La mostarda di fichi d’India rientra tra le ricette Siciliane più tradizionali in assoluto. Un regalo alla gastronomia italiana che, una volta assaggiata, è praticamente impossibile dimenticare.

I fichi d’india appartengono alle terre della Sicilia, che li accoglie e li aiuta a crescere forti all’esterno e succosi all’interno.
La storia ci insegna che i fichi hanno sempre fatto parte delle tavole delle famiglie siciliane, che con il tempo hanno imparato a sfruttarne il gusto unico e insostituibile.

Scopriremo insieme quali sono le caratteristiche della mostarda siciliana di fichi d’india e come realizzarla, così potrete gustarla direttamente a casa.
L’importante è riuscire ad identificare i fichi d’india migliori, in arrivo direttamente dalla Sicilia e dalle coltivazioni controllate. In questo modo, ci si assicura il perfetto mix tra gusto e nutrimento.

Ricetta Originale Mostarda di Fichi d’India

La mostarda siciliana di fichi d’india si realizza generalmente nel “periodo della vendemmia”, tra il mese di Luglio e quello di Ottobre. La storia della ricetta originale è da associarsi a Catania, la cui provincia ha ospitato le primi mostarde di fichi mai realizzate.

Di seguito vi lasciamo tutti gli ingredienti necessari a realizzarla, così potrete procurarveli prima di fare un tentativo.

- 10/15 kg di fichi d’india
- 6/7 chiodi di garofano
- 4 stecche di cannella
- cannella in polvere qb
- farina 00 (100 g per ogni litro di liquido)

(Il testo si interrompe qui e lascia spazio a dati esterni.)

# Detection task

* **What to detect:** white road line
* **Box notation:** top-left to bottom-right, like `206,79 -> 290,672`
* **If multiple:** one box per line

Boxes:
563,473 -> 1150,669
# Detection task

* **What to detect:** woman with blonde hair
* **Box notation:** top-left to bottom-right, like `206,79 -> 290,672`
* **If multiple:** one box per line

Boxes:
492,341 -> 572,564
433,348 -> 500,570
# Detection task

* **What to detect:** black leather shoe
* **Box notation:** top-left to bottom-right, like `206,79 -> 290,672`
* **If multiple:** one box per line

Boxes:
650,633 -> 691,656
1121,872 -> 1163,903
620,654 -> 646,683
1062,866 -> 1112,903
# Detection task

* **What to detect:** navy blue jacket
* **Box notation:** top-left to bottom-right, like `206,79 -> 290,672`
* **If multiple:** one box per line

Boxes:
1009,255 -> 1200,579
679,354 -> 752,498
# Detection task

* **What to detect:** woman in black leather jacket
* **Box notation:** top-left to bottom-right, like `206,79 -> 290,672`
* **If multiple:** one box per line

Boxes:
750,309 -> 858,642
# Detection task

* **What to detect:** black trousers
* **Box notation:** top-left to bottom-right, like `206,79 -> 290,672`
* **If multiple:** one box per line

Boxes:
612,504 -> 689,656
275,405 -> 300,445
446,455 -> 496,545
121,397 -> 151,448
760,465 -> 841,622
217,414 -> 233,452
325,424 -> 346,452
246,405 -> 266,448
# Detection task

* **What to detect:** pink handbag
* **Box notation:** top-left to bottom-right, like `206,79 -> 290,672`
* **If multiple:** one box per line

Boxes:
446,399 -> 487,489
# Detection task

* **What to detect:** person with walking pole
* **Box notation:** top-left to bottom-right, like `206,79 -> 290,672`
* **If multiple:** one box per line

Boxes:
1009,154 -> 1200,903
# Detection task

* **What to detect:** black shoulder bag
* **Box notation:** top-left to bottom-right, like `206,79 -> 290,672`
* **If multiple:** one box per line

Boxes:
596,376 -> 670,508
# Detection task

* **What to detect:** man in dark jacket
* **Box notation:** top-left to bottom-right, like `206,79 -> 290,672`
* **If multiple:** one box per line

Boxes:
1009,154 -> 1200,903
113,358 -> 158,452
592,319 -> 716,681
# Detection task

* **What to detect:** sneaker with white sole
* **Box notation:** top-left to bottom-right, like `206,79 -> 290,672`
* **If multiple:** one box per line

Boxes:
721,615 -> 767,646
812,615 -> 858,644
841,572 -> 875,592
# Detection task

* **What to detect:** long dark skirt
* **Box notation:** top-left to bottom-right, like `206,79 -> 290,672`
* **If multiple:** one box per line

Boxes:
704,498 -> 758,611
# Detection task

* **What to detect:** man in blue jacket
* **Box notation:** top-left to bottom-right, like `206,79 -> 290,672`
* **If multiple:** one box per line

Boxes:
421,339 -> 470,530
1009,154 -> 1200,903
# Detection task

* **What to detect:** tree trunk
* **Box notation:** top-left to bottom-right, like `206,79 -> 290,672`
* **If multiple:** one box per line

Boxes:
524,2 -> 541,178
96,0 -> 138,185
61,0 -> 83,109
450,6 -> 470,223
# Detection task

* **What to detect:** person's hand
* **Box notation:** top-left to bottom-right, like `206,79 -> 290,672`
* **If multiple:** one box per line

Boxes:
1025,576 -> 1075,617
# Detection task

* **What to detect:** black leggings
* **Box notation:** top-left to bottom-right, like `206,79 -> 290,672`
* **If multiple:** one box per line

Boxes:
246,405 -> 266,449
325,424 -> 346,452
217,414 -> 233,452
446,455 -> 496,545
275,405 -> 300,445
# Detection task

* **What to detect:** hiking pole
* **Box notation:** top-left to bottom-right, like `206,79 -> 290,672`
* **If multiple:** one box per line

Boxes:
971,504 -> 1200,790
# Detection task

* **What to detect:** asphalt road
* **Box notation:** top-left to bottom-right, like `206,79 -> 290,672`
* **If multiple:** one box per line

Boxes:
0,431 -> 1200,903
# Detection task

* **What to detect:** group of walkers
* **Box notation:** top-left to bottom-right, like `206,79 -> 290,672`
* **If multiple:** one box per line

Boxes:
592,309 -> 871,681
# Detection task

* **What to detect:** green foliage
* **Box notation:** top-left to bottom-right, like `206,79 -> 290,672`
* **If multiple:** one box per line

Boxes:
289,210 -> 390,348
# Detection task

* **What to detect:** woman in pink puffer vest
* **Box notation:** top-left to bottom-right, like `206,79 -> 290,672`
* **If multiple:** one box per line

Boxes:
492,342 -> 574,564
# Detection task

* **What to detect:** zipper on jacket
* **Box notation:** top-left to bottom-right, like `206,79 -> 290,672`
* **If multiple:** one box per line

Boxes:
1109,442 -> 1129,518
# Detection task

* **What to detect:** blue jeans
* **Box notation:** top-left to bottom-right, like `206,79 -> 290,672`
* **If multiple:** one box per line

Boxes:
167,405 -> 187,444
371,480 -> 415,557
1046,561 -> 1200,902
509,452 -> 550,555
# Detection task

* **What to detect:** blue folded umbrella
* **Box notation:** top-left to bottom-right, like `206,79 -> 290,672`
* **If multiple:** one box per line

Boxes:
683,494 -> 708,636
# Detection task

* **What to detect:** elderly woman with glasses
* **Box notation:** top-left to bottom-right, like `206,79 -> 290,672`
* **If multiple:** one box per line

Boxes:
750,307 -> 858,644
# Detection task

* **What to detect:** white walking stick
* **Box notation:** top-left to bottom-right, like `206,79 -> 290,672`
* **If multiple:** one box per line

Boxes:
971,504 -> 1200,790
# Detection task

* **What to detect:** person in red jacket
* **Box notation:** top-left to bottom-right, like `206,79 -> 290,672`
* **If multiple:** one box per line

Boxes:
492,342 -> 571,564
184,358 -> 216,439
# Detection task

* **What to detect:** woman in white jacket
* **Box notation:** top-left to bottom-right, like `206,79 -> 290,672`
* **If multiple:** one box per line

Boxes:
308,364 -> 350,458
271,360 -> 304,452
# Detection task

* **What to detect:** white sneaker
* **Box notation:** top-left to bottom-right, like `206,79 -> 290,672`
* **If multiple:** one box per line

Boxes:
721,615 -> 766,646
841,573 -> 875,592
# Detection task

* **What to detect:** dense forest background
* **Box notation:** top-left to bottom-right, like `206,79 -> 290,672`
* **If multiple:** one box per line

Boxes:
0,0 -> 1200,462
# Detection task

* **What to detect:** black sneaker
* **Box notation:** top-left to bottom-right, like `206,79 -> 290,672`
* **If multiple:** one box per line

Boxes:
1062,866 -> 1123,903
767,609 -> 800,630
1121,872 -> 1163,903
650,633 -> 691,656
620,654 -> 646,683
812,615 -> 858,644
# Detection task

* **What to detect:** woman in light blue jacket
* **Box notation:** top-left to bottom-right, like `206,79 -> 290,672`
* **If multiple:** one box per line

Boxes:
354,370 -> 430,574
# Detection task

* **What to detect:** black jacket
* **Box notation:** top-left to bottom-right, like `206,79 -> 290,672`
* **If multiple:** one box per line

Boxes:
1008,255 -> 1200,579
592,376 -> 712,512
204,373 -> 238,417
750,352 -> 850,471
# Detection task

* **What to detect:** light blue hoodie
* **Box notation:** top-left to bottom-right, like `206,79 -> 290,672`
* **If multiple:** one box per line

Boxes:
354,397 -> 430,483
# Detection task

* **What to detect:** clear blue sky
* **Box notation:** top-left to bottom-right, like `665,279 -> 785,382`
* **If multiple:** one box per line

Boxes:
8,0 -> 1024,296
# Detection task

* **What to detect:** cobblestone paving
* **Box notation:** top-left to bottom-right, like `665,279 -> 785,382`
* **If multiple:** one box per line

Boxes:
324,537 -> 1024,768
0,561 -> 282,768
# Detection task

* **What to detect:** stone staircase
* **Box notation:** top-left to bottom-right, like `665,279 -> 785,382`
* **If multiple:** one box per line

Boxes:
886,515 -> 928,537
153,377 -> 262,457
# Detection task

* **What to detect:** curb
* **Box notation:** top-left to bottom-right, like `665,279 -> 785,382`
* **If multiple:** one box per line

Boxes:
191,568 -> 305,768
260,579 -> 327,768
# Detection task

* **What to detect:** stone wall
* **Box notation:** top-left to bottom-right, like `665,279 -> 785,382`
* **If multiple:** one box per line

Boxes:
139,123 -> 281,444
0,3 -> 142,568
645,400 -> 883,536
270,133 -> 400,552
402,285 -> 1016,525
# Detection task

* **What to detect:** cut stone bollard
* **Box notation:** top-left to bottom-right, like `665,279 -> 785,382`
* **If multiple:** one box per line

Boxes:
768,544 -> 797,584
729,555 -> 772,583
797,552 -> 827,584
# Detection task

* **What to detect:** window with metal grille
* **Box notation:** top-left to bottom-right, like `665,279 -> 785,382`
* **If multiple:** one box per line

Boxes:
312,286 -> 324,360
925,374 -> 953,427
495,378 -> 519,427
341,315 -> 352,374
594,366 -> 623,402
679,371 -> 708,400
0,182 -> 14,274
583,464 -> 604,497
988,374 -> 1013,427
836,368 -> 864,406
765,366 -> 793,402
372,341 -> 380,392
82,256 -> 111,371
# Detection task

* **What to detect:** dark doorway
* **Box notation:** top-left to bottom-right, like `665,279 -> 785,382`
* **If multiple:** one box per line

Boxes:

Potete acquistare delle formine per modificare la forma finale della vostra mostarda di fichi d’india, oppure utilizzare una semplice teglia da forno e poi tagliare la mostarda in più quadratini. La scelta dipende molto dai gusti, anche perché la tradizione è piuttosto flessibile riguardo l’argomento “forma”.

Procedimento

La prima cosa da fare per iniziare la preparazione della mostarda siciliana di fichi d’india è pulire i fichi. Utilizzate dei guanti di gomma, così da evitare di ferirvi le mani con gli spuntoni.
Sciacquate i frutti sotto l’acqua corrente e sbucciatele con l’aiuto di un coltello, fino a quando non rimarrà solo la polpa interna.

A questo punto, munitevi di una pentola dai bordi piuttosto alti ed aggiungete all’interno tutti i fichi puliti, qualche chiodo di garofano e le stecche di cannella.
Accendete la fiamma e fate cuocere fino a quando non noterete che i fichi inizieranno a spappolarsi. Il liquido contenuto al loro interno si mostrerà, dandovi il segnale necessario per passare allo step successivo della ricetta.

Prendete un colino a trama fitta e filtrate il succo dei fichi. Quando incontrate pezzi di polpa, schiacciate con una forchetta affinché rilasciano quanto più succo possibile.
Ripetete il passaggio un paio di volte e poi versate il liquido nella stessa pentola usata prima.

Riaccendete la fiamma a fuoco medio ed aspettate fino a quando il succo dei fichi d’india non avrà dimezzato il proprio volume. Arriva quindi il momento della farina, uno dei passaggi più importati nella realizzazione della mostarda.

Cercate di capire quanto liquido avete ottenuto – aiutatevi con una brocca che segna i litri – e considerate 100 g di farina per ogni litro di liquido.
Versate la farina nella pentola ed iniziate a mescolare energicamente con l’aiuto di una frusta da cucina. Fate molta attenzione ad evitare la formazione di grumi, continuando a mescolare fino a quando non avrete ottenuto una consistenza liscia e omogenea.

A questo punto, la mostarda di fichi d’india andrò trasferita nei propri stampini – o sulla teglia del forno. Potete farla asciugare naturalmente al sole, come vuole la tradizione, oppure asciugarla in forno a circa 120°. Una volta pronta potrete conservarla in un contenitore ermetico per diversi mesi.

La vostra mostarda siciliana ai fichi d’india è finalmente terminata e pronta per essere mangiata.